The first is its point system, that allows users to earn point for every order submitted. Those points can be used as FoodlerBucks, which reduces the price of future orders. The brand also allows its customers to rate their meals all the way down to the ingredients a restaurant uses. Those ratings then become part of a user’s profile, ensuring that they’re future restaurant and order recommendations are in line with their specific tastes.

Those points of differentiation weren’t a part of Foodler’s original model. But as the industry caught on among consumers and more brands started throwing their hats into the ring, the Dumontet made sure that Foodler evolved right along with it.

“My job today is completely different than it was even five years ago, and I have no clue what it will look like down the line. That’s the nature of being an entrepreneur—you need to be willing to reinvent yourself constantly. You can’t be successful if you’re clinging to the old way of doing things,” said Dumontet. “I initially started out writing software, and it used to feel like I wasn’t working if I wasn’t writing code.

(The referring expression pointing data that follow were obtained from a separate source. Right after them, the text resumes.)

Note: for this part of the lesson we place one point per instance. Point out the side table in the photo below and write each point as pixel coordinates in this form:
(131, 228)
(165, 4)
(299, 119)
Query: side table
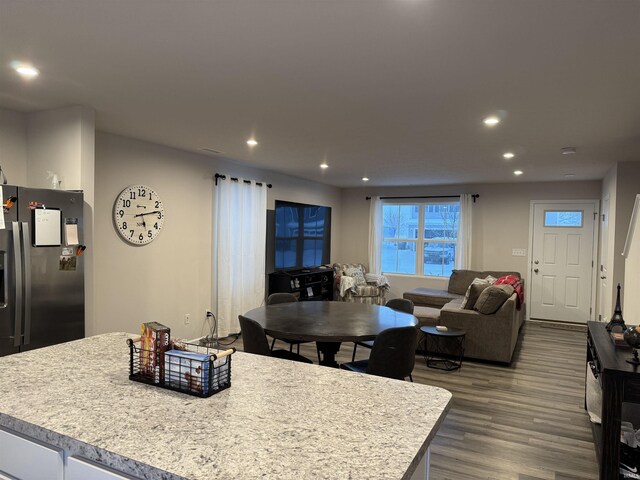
(443, 350)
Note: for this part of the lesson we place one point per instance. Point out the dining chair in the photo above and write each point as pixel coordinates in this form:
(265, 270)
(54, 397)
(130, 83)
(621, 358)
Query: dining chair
(393, 354)
(276, 298)
(399, 304)
(254, 340)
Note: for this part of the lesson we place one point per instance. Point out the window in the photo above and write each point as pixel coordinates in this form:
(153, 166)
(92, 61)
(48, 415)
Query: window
(563, 218)
(404, 250)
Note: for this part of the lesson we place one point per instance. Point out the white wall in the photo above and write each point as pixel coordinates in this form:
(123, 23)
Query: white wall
(171, 276)
(605, 299)
(500, 223)
(55, 145)
(631, 305)
(627, 186)
(13, 146)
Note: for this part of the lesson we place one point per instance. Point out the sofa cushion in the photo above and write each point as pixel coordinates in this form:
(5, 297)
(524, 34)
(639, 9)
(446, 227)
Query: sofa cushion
(357, 275)
(461, 279)
(473, 292)
(492, 298)
(498, 274)
(430, 297)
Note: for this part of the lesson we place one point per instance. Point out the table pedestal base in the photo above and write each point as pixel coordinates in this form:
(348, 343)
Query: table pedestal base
(329, 350)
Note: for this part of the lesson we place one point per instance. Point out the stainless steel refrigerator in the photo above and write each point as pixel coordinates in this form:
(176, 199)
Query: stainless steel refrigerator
(41, 268)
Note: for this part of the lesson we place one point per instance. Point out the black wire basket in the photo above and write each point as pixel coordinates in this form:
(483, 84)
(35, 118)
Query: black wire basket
(193, 369)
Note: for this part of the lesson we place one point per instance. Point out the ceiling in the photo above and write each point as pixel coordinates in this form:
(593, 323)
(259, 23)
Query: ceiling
(394, 90)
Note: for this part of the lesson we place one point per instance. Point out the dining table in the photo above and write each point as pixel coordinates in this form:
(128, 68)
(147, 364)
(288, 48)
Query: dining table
(328, 323)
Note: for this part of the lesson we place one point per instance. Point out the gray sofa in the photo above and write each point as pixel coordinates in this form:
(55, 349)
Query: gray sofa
(488, 337)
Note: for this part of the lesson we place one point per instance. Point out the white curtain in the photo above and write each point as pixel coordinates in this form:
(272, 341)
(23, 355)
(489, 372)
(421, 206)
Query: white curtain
(240, 230)
(375, 236)
(464, 243)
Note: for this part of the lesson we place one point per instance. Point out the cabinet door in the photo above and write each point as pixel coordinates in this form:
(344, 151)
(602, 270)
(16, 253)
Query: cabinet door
(79, 468)
(25, 458)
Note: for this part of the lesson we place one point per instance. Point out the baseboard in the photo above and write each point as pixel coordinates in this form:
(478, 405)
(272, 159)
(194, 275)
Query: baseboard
(559, 325)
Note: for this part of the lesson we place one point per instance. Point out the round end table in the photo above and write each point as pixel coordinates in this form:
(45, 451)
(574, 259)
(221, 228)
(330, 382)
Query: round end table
(444, 349)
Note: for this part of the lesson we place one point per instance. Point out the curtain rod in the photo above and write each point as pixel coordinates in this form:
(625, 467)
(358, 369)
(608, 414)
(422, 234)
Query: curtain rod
(234, 179)
(475, 196)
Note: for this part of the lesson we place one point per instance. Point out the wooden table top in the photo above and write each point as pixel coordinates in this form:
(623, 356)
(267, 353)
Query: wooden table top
(328, 321)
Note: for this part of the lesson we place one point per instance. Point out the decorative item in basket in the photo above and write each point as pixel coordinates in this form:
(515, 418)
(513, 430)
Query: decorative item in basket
(155, 340)
(187, 368)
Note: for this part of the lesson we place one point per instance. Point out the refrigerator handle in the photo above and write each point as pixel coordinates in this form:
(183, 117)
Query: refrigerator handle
(17, 262)
(26, 253)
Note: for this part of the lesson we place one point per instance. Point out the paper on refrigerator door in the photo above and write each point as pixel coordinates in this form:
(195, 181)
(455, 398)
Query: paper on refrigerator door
(71, 233)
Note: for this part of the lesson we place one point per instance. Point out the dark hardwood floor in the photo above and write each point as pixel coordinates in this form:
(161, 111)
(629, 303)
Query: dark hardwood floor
(525, 421)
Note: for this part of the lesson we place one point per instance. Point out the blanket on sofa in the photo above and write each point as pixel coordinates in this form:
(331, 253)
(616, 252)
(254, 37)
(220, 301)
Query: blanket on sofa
(516, 283)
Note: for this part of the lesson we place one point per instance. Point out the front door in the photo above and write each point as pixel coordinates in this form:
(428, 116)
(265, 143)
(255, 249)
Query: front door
(562, 261)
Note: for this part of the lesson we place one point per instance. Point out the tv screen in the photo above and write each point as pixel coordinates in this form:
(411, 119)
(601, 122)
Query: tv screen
(302, 235)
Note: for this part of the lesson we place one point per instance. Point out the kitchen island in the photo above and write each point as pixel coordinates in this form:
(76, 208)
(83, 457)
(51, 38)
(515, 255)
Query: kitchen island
(279, 419)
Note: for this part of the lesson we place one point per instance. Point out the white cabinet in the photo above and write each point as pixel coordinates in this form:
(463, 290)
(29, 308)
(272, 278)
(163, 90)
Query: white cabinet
(26, 458)
(79, 468)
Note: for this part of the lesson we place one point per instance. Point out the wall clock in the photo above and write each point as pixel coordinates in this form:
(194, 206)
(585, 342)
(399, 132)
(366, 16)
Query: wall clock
(138, 214)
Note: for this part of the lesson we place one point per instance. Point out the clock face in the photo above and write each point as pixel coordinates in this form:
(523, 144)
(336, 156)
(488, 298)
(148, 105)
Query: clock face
(138, 214)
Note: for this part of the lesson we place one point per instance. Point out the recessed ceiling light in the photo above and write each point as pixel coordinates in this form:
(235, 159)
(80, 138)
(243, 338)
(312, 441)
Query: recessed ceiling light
(26, 71)
(211, 150)
(491, 121)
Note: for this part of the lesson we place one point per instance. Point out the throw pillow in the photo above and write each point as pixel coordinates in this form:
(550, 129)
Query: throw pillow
(492, 298)
(357, 275)
(474, 290)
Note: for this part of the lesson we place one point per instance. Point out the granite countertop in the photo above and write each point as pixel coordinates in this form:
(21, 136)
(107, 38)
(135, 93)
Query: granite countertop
(279, 419)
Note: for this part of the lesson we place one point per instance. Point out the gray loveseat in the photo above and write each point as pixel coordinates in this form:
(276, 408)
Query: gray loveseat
(488, 337)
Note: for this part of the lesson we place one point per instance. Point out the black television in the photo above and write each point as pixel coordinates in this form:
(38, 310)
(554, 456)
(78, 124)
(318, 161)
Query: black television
(302, 235)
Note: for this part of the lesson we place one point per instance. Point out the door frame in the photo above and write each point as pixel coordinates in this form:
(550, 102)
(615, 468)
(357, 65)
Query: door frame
(594, 253)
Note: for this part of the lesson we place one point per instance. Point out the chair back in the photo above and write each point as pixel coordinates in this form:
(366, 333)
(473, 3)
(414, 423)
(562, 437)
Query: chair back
(394, 353)
(276, 298)
(401, 305)
(253, 337)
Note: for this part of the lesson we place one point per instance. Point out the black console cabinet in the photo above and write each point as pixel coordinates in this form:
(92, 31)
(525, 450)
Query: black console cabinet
(306, 284)
(620, 382)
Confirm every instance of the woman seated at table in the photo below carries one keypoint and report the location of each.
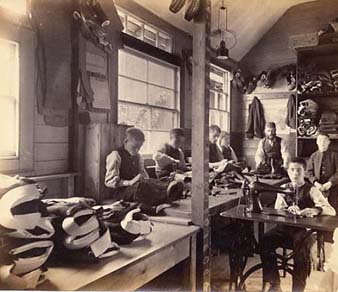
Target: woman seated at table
(311, 202)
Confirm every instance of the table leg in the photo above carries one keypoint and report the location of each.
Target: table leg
(320, 251)
(260, 231)
(193, 263)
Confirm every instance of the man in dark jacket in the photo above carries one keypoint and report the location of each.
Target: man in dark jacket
(271, 151)
(323, 169)
(170, 157)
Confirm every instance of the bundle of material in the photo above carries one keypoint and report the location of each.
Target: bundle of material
(313, 80)
(25, 234)
(328, 123)
(308, 112)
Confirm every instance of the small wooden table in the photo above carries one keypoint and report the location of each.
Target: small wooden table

But in order to keep growing Foodler, I needed to shift my priorities to become more management focused. Sometimes in order to be a leader you need to change your perception of what progress is.”

There’s no doubt that Foodler and Dumontet are leading forces in the ever-growing online food delivery industry. Dumontet was even named an Ernst & Young Entrepreneur of the Year™ 2016 award finalist. And as he continues to work with his team to grow the Foodler brand across the country, Dumontet is more committed than ever to have Foodler be the most innovative and advanced brand in the $70 billion takeout industry.

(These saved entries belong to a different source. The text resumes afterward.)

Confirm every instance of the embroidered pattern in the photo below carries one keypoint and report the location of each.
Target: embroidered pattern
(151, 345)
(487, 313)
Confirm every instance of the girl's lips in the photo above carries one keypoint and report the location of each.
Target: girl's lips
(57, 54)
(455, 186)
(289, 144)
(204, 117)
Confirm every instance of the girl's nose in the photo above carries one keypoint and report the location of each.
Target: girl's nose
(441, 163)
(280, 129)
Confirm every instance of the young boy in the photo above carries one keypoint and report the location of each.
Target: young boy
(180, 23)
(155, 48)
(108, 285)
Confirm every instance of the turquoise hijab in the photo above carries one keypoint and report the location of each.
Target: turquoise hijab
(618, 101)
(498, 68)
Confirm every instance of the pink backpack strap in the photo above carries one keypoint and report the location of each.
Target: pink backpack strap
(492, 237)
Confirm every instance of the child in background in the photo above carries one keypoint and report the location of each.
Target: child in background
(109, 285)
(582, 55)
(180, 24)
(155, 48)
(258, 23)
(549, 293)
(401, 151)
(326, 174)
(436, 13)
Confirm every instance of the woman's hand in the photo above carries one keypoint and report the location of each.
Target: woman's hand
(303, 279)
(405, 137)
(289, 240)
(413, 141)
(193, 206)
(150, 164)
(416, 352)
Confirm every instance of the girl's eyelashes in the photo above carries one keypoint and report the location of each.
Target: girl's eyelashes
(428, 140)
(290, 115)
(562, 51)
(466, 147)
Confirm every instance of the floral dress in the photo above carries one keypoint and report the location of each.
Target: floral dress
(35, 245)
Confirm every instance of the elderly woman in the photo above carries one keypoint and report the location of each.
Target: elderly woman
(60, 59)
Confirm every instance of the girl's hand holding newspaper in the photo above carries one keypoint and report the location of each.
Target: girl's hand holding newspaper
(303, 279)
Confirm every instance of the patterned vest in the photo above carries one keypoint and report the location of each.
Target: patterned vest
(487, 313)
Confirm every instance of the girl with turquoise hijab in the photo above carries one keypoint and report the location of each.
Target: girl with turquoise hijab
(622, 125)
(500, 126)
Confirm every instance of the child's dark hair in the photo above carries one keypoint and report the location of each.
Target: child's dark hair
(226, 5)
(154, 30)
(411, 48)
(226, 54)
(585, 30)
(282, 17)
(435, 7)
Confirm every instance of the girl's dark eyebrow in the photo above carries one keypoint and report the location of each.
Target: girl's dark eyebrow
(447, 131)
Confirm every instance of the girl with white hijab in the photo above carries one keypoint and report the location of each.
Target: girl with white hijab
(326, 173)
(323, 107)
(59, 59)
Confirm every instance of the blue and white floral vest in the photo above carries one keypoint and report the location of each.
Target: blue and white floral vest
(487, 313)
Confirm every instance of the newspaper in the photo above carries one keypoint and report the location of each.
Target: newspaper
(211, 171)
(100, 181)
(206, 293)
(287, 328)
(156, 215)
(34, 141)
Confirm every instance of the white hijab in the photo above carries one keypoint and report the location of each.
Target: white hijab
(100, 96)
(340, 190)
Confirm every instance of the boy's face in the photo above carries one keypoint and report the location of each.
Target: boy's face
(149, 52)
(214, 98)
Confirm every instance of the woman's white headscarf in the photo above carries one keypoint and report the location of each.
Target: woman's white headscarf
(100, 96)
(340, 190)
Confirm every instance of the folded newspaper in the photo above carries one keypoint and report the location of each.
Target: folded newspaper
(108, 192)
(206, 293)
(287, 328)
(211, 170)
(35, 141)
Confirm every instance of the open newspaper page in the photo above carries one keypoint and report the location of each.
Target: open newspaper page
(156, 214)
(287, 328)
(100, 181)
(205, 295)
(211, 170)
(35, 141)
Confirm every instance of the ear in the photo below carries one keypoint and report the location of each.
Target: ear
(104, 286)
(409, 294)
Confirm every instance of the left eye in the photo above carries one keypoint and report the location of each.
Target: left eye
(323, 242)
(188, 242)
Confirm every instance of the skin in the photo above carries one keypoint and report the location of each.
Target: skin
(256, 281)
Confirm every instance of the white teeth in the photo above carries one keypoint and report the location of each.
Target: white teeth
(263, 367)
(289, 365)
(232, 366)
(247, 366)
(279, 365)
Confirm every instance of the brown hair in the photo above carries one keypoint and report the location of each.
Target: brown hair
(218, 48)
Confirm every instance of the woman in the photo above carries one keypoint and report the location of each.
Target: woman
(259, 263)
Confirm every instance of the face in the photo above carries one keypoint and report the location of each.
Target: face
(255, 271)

“Staying ahead of the curve in the online food delivery industry is second nature to us—we live and breathe this business. There isn’t a day that goes by where we aren’t talking to experts or even our customers to get feedback and insight into what the next big trend is going to be,” said Dumontet. “But our commitment to outpacing the competition doesn’t end there. We’re constantly innovating, which allows Foodler to be one of the key players that’s driving the industry forward. We aren’t looking to strictly follow trends—we want to make them.”